Irv lifted the jar toward her. “You should have a snort. Maybe it would calm you down.”

“I can’t afford to be calmed down.”

Since returning home and waking him up to report what she’d seen—and hadn’t seen—she’d been beside herself, unable even to sit. “You don’t know what it was like, looking down and seeing nothing there. Everything just gone.”

While she had been trying to grasp that her friends, the stills, the tent, everything had vanished, out of the corner of her eye she’d caught headlight beams sweeping across the smooth face of a nearby hill.

Not having had time even to fully regain her breath, she’d turned away from the abandoned site and had begun the return trip to the shack in a flat-out run. Most likely, whoever was in those approaching vehicles would spend more time than she trying to figure out what had happened there, and what the implications were. But that was a supposition, not something she could count on, and it was imperative that she not be caught in the vicinity. Not by anyone.

She’d also been frantic to share this news with Irv, who might possibly have some information unknown to her. Her most earnest hope was that he could provide an explanation for the site having been abandoned.

But, to her dismay, after she’d shaken him awake, he had listened to her breathless recitation of facts with astonishing and infuriating calmness. For the past hour, while she’d been whipping herself into a froth, he had grown increasingly mellow by sipping from a jar of moonshine.

“I’m sure Ernie’s got it under control.”

She spun around to him. “If you say that one more time, I’m going to hit you with something. You can’t be sure of anything. They might have gotten away. They might even have gotten away with most of the equipment. But how far could they have gone carting all that?”

“Ernie’s old truck—”

“Yes, Ernie’s old truck.” She stopped in her tracks and turned to face him, hands fisted at her sides. “Why wasn’t I ever told that Ernie had an old truck?”

“Because we had no call to tell you.”

“Until tonight!” she shouted. “If his truck is so well hidden in the hills, maybe they couldn’t get to it. Carrying all that paraphernalia? How could they possibly?

“If the people in the three vehicles I saw launch a search… God!” She resumed pacing and wringing her hands. “Ernie and Corrine could be in custody.

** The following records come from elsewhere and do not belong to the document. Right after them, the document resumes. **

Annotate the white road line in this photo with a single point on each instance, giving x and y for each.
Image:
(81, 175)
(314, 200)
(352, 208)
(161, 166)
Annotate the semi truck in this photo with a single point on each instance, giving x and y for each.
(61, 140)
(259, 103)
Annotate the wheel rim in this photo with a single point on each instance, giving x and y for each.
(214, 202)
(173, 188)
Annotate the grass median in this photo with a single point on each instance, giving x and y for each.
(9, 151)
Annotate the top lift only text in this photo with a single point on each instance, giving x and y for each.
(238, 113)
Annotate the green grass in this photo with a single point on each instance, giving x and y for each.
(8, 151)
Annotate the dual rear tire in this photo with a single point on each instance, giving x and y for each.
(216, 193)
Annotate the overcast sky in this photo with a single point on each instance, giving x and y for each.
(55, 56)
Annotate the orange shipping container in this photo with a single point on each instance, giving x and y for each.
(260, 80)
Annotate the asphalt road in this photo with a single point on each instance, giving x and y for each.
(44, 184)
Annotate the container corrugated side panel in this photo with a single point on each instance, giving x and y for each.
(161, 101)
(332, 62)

Or worse, dead. And any minute now so could we be.”

“I’m sure Ernie’s got it—”

Her glare silenced him.

He used the jar of moonshine to point at the article lying at the foot of his bed. “I still think that could be a message of some sort.”

She picked up Corrine’s workbook and slapped it against her palm. “Of what sort? It’s squiggles and lines.”

“Then why’d you’d bother going in after it and bringing it back? You must’ve thought those hen scratches the girl made meant something.”

The return jaunt to the shack had seemed more hazardous because it was mostly downhill, and she’d run like the devil was chasing her, which she feared he was. By the time she’d reached the shack, her entire body had been about to give out on her. Muscles, lungs, heart, had been taxed to their limit. She’d collapsed against her Model T, her arms outstretched across its hood, hugging it like a pilgrim at a shrine.

She’d allowed herself one precious minute to slow her heartbeat and breathing. Partially restored, she’d willed herself to move and get into the Model T.